Jaime Serra pagou um muito elevado custo pessoal e humano pelas suas opções: 27 anos de clandestinidade, de prisões e brutais torturas, anos e anos separado da companheira e dos filhos, com tudo o que isso significa na vida dos revolucionários. Uma entrega marcada pela abnegação, pela coragem e enorme confiança na justeza da causa que abraçou e à qual deu o melhor da sua vida.

Evocar a vida revolucionária do camarada Jaime Serra significa tomar como fonte inspiradora o seu exemplo de coerência, de coragem e de entrega para enfrentar as difíceis tarefas de hoje e de amanhã. Evocar o percurso do camarada Jaime Serra como militante comunista revolucionário é contribuir para fazer compreender as razões da perenidade da existência do PCP, o único partido que em Portugal se pode orgulhar de comemorar 100 anos de existência apesar das inúmeras perseguições, discriminações e calúnias sofridas desde a nascença até aos dias de hoje, e o porquê da sua morte mil vezes anunciada não se ter concretizado.

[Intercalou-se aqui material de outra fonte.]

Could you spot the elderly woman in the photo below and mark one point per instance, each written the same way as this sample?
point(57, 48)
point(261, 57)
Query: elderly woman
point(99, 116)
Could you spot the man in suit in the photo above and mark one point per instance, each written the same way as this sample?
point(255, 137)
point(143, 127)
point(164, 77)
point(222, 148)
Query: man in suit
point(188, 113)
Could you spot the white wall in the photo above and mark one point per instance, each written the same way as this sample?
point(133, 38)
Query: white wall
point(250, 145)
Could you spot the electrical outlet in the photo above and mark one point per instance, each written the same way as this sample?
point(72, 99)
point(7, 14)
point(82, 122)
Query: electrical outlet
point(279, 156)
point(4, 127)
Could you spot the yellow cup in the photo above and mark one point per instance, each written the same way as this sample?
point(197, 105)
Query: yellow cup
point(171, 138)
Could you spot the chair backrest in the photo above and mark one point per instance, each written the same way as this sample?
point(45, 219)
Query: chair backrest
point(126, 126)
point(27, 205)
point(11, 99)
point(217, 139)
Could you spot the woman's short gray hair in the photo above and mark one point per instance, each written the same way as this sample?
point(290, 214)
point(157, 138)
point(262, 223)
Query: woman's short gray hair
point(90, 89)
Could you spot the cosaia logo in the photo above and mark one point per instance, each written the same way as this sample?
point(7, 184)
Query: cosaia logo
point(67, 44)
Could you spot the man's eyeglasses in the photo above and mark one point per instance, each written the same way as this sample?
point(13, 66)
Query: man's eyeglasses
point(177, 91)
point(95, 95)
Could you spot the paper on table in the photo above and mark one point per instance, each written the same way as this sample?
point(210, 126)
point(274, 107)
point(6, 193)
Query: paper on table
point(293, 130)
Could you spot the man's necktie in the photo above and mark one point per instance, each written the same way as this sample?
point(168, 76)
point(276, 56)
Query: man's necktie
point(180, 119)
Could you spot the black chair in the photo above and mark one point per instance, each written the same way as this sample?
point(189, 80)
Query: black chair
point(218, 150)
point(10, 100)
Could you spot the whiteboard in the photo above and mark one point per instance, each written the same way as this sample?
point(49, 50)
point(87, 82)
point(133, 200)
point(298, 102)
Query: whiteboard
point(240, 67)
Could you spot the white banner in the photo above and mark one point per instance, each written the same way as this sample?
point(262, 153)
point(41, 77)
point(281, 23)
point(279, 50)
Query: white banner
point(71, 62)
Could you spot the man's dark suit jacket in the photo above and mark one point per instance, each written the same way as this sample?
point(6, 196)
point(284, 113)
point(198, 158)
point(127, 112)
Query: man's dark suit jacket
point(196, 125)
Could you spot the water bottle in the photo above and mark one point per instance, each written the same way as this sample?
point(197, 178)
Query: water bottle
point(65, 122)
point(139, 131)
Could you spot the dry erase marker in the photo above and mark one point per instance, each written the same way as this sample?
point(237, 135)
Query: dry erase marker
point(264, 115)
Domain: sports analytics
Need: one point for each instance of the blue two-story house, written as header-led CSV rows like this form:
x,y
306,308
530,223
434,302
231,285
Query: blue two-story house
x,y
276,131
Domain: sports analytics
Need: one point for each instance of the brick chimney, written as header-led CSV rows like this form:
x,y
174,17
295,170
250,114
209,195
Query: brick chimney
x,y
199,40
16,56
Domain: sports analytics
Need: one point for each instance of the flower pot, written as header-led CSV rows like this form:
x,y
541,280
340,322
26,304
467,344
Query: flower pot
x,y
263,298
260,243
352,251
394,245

O facto de o Partido se ter tornado indestrutível, necessário e imprescindível à luta dos trabalhadores e do povo explica-se no facto de o Partido ter sido capaz de forjar ao longo da sua existência militantes como Jaime Serra – homens, mulheres e jovens abnegados, de firmes convicções, capazes de arrostar com enormes sacrifícios, incluindo o sacrifício da própria vida, de se entregarem generosamente à luta contra a opressão e a exploração, à luta pela liberdade, pelo socialismo e o comunismo.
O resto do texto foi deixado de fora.